Minnesota Drought Situation Report - July 10, 2007
Drought Monitor - July 3, 2007
The latest U. S. Drought Monitor places portions of north central, northeastern,
east central, and south central Minnesota in the Moderate Drought category. Much of
the remainder of the eastern three quarters of Minnesota is depicted as being Abnormally Dry. The U. S.
Drought Monitor index is a blend of science and subjectivity where intensity categories are based on several indicators.
Last week's weather:
Precipitation last week was generally light across most of western and northern Minnesota. However, many locations in east central Minnesota received between one and
two inches of rain for the week. This was welcome precipitation in one of Minnesota's driest areas. It was a warm week with temperatures
averaging three to five degrees above average. Many communities reported temperatures above 90 degrees at least once during the week.
Seasonal weather overview:
Dryness has been entrenched across much of the southern two thirds of Minnesota for much of May, June, and early July. The timing of the dry weather
has been unfortunate. The period from May through September is historically the wettest time of the year in Minnesota. Long-term average
rainfall rates during this time interval are around one inch per week. Very dry weather, occurring during a time of year when ample rain is typical, leads to the rapid
intensification of drought. The lack of precipitation, along with very high evaporation rates in June, has led to deteriorating crop conditions, low
stream flows and lake levels, and increased the danger of wildfire.

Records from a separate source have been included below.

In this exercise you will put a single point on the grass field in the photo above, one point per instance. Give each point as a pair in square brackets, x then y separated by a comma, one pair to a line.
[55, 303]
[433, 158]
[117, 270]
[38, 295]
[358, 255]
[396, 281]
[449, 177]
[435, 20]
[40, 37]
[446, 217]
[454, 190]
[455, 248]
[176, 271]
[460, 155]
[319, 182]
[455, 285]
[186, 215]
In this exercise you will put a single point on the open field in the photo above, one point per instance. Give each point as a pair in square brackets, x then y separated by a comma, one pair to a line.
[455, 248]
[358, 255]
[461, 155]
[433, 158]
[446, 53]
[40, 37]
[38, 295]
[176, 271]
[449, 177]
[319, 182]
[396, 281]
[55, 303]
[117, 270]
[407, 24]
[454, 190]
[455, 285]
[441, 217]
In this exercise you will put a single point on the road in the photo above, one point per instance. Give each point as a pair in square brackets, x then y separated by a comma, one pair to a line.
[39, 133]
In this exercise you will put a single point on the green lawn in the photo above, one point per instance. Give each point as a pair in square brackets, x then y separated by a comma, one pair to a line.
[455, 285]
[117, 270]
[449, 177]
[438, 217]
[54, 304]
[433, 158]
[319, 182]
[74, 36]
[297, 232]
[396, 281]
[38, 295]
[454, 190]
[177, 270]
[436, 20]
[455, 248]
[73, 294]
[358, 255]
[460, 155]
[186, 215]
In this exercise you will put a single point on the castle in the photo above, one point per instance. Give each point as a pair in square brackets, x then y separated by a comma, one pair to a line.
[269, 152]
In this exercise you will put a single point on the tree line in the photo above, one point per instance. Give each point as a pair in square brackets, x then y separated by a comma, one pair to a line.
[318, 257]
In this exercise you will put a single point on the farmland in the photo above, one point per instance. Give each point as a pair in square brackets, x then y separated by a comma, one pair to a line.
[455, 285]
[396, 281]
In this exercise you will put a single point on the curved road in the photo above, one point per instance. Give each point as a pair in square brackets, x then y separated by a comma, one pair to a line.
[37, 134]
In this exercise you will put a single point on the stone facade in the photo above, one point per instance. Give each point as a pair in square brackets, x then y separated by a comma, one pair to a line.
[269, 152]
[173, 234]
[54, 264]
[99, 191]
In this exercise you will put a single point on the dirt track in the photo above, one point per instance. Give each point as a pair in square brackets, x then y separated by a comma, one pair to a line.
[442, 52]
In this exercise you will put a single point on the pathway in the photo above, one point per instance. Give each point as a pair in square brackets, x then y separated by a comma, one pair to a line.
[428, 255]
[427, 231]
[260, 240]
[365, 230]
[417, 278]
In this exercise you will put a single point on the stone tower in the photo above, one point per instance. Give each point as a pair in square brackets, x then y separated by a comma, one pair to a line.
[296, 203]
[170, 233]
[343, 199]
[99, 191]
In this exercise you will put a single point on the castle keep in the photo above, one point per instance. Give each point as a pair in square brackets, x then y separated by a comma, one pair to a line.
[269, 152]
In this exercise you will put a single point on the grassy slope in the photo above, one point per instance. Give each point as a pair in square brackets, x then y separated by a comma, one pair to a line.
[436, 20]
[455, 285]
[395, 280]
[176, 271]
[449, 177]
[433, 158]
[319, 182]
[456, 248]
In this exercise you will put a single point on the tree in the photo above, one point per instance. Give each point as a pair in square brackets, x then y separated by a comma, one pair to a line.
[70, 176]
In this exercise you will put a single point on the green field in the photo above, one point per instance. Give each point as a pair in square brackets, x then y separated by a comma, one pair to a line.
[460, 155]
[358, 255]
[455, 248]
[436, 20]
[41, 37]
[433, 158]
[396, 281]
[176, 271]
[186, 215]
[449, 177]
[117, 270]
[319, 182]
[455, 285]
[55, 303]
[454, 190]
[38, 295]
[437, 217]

Seasonal precipitation totals, departure, and ranking:
Rainfall totals since April 1 have been less than eight inches across much of the southern one half of Minnesota. Growing season rainfall totals
have deviated negatively from historical averages by more than three inches across much of east central, central, southwestern, and south central
Minnesota. Seasonal rainfall deficits exceeding four inches are reported along a band extending from the metropolitan area through Mankato and
southwestward into Fairmont. Spotty four-inch deficits are also reported in central Minnesota, and in southwestern Minnesota. When compared with other
seasonal rainfall totals to date in the historical database, this year's rainfall totals for the period rank below the 20th percentile
(one year in five) in the driest areas.
Agriculture - The
Agricultural Statistics Service reports that as of July 6, topsoil moisture for 58% of Minnesota's landscape was "Short" or "Very Short". Corn and
soybean conditions have declined in response to the diminishing soil moisture reserves.

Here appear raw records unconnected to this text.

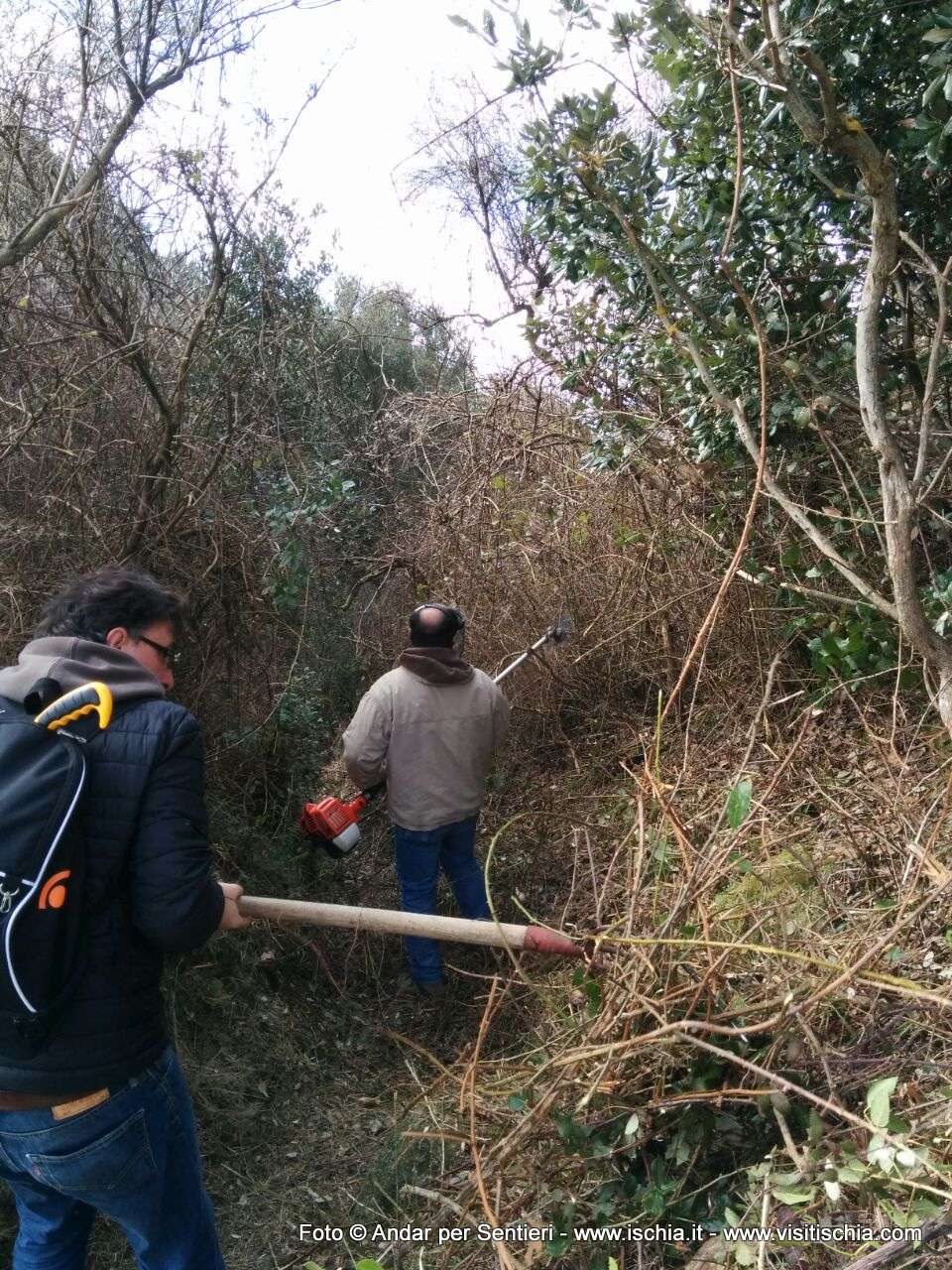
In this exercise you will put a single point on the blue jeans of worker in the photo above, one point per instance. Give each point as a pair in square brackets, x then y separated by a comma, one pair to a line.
[420, 853]
[134, 1159]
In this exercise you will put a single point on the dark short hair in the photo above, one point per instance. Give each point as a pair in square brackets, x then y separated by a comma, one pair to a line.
[442, 633]
[90, 606]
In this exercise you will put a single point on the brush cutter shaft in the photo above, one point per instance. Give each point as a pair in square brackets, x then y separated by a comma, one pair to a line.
[460, 930]
[522, 657]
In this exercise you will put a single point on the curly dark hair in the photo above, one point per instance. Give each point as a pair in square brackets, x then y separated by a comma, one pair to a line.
[90, 606]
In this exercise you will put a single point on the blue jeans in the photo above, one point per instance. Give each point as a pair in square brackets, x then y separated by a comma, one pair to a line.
[419, 856]
[134, 1159]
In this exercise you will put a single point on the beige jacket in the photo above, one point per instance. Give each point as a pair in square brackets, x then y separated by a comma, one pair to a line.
[430, 728]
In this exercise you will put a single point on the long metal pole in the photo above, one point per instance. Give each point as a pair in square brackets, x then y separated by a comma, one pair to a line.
[460, 930]
[521, 658]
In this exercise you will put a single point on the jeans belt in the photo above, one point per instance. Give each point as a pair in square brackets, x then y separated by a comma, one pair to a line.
[71, 1105]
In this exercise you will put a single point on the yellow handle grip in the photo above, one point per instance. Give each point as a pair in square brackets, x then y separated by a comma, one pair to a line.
[75, 703]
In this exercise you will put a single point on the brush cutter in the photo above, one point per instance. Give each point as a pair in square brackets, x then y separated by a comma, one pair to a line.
[334, 825]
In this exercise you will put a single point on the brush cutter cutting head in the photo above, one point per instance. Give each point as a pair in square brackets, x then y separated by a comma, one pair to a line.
[562, 629]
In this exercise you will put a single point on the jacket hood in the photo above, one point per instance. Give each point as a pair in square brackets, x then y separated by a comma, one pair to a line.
[436, 666]
[72, 662]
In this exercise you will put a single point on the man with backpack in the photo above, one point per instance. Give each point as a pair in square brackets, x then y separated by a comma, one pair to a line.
[96, 1115]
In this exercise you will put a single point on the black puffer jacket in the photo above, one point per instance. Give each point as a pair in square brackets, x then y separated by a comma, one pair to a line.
[144, 817]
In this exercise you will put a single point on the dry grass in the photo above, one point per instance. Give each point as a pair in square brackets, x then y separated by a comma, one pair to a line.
[752, 982]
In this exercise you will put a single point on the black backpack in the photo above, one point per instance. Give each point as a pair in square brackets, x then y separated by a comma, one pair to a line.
[44, 908]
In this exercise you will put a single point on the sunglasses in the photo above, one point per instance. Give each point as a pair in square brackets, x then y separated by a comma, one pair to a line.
[168, 654]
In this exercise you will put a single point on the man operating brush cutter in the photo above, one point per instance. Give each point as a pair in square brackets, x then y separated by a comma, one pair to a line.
[430, 728]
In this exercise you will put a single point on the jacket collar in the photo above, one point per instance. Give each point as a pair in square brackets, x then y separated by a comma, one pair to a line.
[436, 666]
[72, 662]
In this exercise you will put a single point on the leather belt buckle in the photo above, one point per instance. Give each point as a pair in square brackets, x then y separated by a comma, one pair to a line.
[63, 1110]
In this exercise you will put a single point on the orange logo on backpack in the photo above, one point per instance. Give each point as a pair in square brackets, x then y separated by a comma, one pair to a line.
[54, 893]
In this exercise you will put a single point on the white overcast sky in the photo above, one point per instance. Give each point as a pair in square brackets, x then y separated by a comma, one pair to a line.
[352, 153]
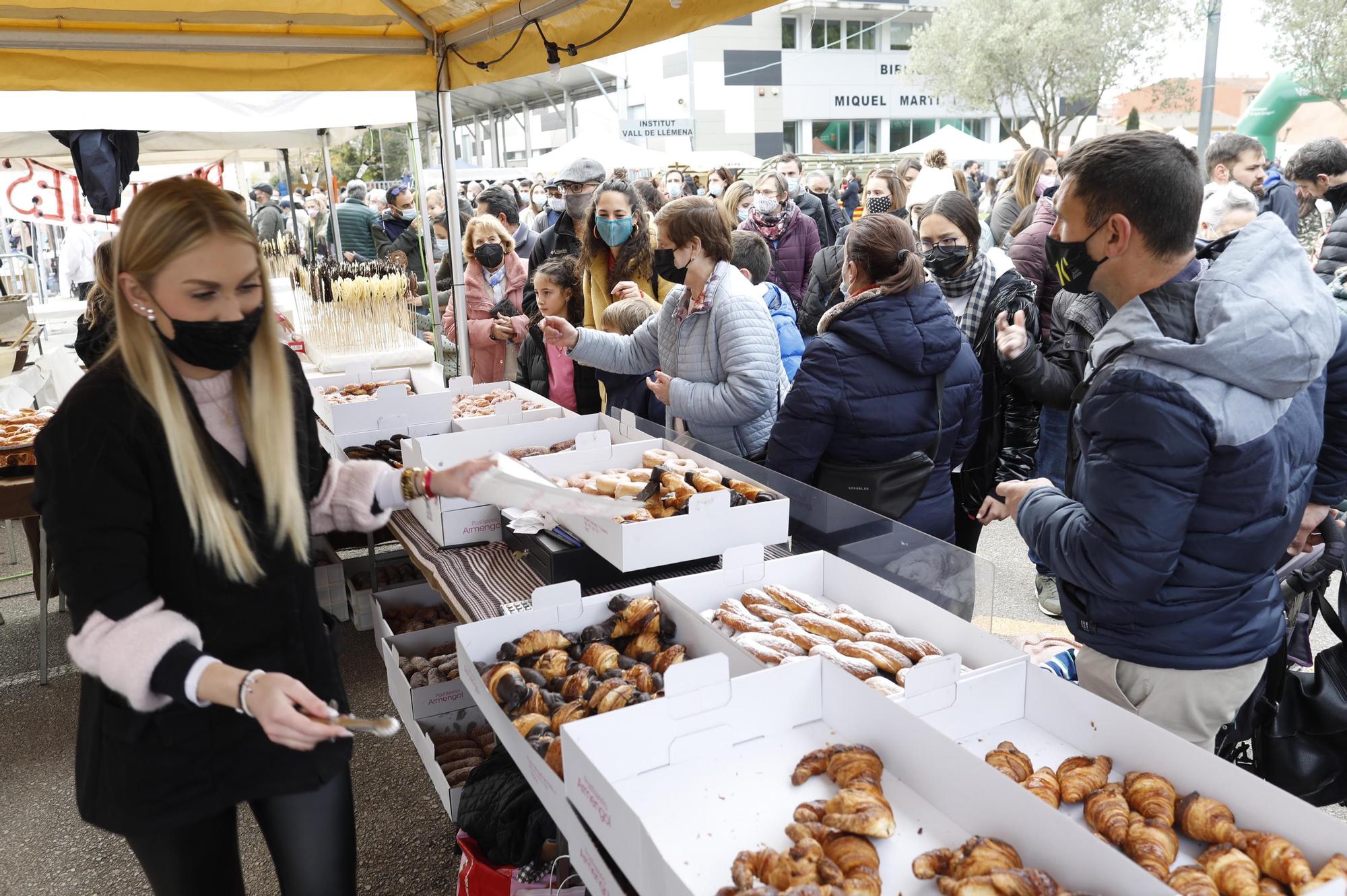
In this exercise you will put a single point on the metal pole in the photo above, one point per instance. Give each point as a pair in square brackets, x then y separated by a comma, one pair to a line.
[1209, 77]
[456, 236]
[428, 244]
[333, 197]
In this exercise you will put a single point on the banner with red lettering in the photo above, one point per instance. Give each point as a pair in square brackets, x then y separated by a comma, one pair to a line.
[44, 194]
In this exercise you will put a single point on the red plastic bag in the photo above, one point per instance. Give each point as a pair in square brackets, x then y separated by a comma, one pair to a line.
[478, 876]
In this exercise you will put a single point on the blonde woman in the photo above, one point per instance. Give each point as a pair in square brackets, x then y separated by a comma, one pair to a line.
[494, 284]
[180, 485]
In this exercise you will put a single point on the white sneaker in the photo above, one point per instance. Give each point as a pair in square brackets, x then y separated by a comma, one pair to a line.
[1050, 602]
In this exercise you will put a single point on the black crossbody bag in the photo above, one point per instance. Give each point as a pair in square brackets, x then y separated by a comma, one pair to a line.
[890, 489]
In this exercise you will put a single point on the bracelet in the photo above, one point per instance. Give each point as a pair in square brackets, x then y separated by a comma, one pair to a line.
[246, 688]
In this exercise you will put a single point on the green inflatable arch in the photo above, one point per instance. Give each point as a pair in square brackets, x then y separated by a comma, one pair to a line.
[1272, 109]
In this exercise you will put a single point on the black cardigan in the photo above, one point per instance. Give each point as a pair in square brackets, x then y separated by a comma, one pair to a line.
[121, 539]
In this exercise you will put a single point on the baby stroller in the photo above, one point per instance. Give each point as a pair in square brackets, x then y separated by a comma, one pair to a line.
[1291, 731]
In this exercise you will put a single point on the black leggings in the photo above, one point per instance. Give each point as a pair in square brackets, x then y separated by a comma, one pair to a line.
[312, 839]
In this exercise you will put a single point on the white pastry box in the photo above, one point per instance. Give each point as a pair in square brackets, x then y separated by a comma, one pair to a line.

Stream flow -Stream discharge in roughly one third of Minnesota's rivers and
streams is below the 25th percentile when compared with historical data for this time of year.
Flow conditions in some northeastern and east central
Minnesota watersheds are near the protected flow threshold (lowest 10th percentile), leading the Department of Natural Resources to carefully monitor surface water appropriations
in these areas. Mississippi River flow conditions remain very low along all of the upper reaches of the river.
Lake levels -
Lake levels continue to drop throughout Minnesota, exposing shoreline, and in some cases, making water access difficult.
Quantitative lake level data are difficult to obtain in real time. However, anecdotal reports indicate that many lakes, especially in east central Minnesota, are a foot or more average
levels for the date. Lake Superior water levels are
near all-time lows for the date and may fall below all-time seasonal lows by early autumn.
Wildfire Danger -Wildfire
danger is Moderate or High across most of Minnesota. The wildfire danger is rated as Low
in southeastern counties.
Public water supply - Many Minnesota communities
have imposed watering restrictions due to increased lawn watering demands.